The Kuguars (a transliterated pun for The Cougars) were a successful short-lived Serbian comedy rock band from Belgrade, mainly consisting of famous Serbian actors. Formed in 1997, the band released two albums featuring humorous songs, before disbanding in 2001.

== History ==
The band, mainly consisting of actors, was formed in 1997 by Dragan Jovanović (vocals), Dejan Matić (triangle, vocals), Nikola Ðuričko (guitar, vocals), Rade Marković (guitar, vocals), Boris Milivojević (bass guitar), Bogdan Diklić (drums), Papa Nick (percussion) and Tibor Tot (percussion), intending to perform and record music for theatre plays. The band got the name by the theatre troupe called Kuguari which the band members were a part of, named after the state of the dressing room the actors used during the rehearsals which reminded them of a den occupied by the cougars.

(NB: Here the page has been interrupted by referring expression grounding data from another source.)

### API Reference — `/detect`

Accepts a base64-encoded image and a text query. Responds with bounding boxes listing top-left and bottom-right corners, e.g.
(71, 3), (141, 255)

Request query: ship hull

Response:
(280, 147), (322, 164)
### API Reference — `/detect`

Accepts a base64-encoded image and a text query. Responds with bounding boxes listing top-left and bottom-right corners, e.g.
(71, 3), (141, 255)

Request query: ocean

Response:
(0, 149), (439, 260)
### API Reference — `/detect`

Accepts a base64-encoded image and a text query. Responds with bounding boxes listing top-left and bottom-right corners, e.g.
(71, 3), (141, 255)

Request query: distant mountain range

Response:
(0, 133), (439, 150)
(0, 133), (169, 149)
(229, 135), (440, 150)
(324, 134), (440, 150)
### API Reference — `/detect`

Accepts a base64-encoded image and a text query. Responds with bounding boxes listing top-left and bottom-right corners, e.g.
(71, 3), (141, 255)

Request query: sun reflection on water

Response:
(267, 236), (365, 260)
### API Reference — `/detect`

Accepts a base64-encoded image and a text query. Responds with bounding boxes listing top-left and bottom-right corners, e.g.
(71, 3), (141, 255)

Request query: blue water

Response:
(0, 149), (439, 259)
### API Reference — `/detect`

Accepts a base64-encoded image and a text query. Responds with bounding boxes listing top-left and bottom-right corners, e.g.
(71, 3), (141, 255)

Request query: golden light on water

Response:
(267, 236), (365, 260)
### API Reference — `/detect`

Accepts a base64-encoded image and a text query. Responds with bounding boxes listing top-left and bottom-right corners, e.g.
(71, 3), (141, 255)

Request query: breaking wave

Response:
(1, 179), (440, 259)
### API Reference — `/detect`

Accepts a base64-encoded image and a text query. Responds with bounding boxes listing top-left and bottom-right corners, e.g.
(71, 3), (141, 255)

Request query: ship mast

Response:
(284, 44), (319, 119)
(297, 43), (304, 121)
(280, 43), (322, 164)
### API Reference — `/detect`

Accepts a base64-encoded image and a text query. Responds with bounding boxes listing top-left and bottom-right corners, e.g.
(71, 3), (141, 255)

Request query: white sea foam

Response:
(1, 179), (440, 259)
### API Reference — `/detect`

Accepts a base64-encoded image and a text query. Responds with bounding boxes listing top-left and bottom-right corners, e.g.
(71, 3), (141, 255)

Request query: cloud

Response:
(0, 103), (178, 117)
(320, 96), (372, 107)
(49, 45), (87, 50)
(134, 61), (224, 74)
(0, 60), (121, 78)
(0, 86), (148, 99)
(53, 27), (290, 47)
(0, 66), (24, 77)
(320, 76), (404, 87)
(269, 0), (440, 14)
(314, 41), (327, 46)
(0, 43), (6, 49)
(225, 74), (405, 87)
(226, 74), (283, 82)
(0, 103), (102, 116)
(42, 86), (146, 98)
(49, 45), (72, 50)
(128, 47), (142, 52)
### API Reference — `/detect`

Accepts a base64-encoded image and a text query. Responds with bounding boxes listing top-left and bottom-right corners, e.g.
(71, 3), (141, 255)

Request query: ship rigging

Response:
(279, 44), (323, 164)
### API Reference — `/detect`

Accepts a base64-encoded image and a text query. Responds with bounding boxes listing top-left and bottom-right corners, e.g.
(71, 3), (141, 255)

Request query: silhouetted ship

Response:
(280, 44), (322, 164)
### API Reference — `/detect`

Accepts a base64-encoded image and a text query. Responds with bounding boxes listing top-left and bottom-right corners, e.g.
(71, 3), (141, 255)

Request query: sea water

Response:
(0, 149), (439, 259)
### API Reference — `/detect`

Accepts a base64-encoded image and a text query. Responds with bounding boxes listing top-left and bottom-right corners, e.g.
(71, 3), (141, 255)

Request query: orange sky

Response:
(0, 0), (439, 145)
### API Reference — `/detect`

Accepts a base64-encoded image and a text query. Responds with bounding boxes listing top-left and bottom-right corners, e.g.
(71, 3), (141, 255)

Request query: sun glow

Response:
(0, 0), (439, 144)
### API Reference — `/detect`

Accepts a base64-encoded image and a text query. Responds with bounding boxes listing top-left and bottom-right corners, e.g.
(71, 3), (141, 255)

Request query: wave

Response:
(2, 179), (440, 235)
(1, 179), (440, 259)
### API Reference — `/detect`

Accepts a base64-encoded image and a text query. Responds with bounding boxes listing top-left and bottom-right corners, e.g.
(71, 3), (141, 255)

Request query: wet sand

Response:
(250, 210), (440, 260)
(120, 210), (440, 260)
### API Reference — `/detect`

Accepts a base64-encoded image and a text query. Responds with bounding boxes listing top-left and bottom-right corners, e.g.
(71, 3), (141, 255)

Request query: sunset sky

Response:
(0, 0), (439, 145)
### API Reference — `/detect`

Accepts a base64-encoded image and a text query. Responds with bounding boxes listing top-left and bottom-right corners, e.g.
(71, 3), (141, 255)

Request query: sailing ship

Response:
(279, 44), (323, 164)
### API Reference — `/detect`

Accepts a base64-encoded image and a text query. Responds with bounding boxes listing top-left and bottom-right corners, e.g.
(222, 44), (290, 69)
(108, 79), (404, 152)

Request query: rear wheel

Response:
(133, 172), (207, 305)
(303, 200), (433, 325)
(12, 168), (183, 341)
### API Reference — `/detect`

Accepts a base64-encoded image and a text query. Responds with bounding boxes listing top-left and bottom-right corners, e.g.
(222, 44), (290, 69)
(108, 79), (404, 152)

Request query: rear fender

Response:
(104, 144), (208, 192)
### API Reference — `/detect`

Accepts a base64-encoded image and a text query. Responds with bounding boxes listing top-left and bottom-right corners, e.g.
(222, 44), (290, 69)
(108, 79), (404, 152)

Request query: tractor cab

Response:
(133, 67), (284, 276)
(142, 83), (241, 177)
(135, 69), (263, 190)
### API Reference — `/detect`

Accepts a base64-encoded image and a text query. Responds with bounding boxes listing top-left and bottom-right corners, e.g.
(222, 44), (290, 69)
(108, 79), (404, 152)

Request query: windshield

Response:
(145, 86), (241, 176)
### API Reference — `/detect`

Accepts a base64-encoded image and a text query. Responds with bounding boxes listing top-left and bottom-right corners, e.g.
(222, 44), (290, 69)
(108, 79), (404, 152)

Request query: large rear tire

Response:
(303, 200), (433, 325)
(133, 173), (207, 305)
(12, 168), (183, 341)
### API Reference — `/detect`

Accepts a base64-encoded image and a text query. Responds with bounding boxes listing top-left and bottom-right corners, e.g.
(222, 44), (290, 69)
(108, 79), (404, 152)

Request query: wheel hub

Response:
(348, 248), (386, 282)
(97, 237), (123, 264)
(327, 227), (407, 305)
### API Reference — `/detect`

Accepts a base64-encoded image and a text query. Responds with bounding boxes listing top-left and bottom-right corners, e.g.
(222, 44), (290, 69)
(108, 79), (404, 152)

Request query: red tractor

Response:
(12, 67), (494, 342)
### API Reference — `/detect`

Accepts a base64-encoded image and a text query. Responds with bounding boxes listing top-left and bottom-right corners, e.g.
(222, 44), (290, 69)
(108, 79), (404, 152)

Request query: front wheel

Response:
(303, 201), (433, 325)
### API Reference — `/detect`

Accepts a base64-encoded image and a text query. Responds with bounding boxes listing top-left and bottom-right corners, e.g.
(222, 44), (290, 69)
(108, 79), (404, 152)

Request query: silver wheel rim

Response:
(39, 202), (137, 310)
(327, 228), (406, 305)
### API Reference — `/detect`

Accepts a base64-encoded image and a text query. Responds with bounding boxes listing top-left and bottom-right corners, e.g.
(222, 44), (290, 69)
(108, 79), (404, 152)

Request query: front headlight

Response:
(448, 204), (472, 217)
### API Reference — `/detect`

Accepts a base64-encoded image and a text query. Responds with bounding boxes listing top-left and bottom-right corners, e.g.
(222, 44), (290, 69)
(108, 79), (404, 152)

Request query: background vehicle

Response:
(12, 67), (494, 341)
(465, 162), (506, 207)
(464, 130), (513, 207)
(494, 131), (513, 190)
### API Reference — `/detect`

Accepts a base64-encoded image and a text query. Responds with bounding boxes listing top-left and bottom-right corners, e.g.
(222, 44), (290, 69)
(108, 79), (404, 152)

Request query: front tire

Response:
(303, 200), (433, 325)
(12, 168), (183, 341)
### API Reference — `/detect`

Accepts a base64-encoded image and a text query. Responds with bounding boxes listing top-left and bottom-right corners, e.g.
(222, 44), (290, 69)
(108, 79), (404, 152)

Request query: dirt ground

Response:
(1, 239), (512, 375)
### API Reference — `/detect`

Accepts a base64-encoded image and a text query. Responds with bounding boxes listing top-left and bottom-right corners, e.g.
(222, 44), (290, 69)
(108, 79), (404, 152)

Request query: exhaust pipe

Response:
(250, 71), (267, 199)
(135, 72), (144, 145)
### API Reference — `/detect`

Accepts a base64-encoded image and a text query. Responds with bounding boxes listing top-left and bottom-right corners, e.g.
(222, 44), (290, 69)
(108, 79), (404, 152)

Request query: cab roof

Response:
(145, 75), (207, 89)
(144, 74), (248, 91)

The debut album, released without much commercial ambition, consisted of the material recorded as a soundtrack for the Smešna strana muzike (A Funny Side of Music) theatre play. Most of the tracks on the album were witty cover versions of either rock hits, including the Deep Purple song "Smoke on the Water", featuring the lyrics from the children poem "Leptiriću šareniću" written by Jovan Jovanović Zmaj, "Raw Hide", renamed to "Gipsy Hide", or their interpretations of children songs, including "Ocka" and "Kad si srećan". The album also featured the hit songs "Zidareva ljubav", a turbo folk parody song, for which the song lyrics were written by the director Srđan Dragojević, and the soccer anthem "Dejo" (a cover of Harry Belafonte song "Day-O (The Banana Boat Song)"), dedicated to the member of the Yugoslav national soccer team Dejan Savićević.

The second studio album, Open de dor (transliteration for Open the Door) presented the band in a more serious manner, but nonetheless featured a pornographic parody of the ABBA track "Chiquitita", a cover of the Miroslav Ilić hit "Ja zavoleh devojku iz grada", with lyrics in English language entitled "I Was Born", and a cover of "Tomorrow Belongs to Me" from the Cabaret movie soundtrack, with lyrics in Serbian entitled "Budućnost je samo za nas". The album also featured a cover of the blues standard "Fever" with lyrics in Serbian renamed to "Zima", which became a nationwide hit, and the a cappella version of the Bijelo Dugme song "Ne spavaj mala moja muzika dok svira", for which the lead vocals were provided by Bogdan Diklić, recorded to resemble the version Diklić had sung in the 1979 film Nacionalna klasa.

On November 30, 1999, the percussionist Tibor Tot died in a car accident and the band ceased to exist.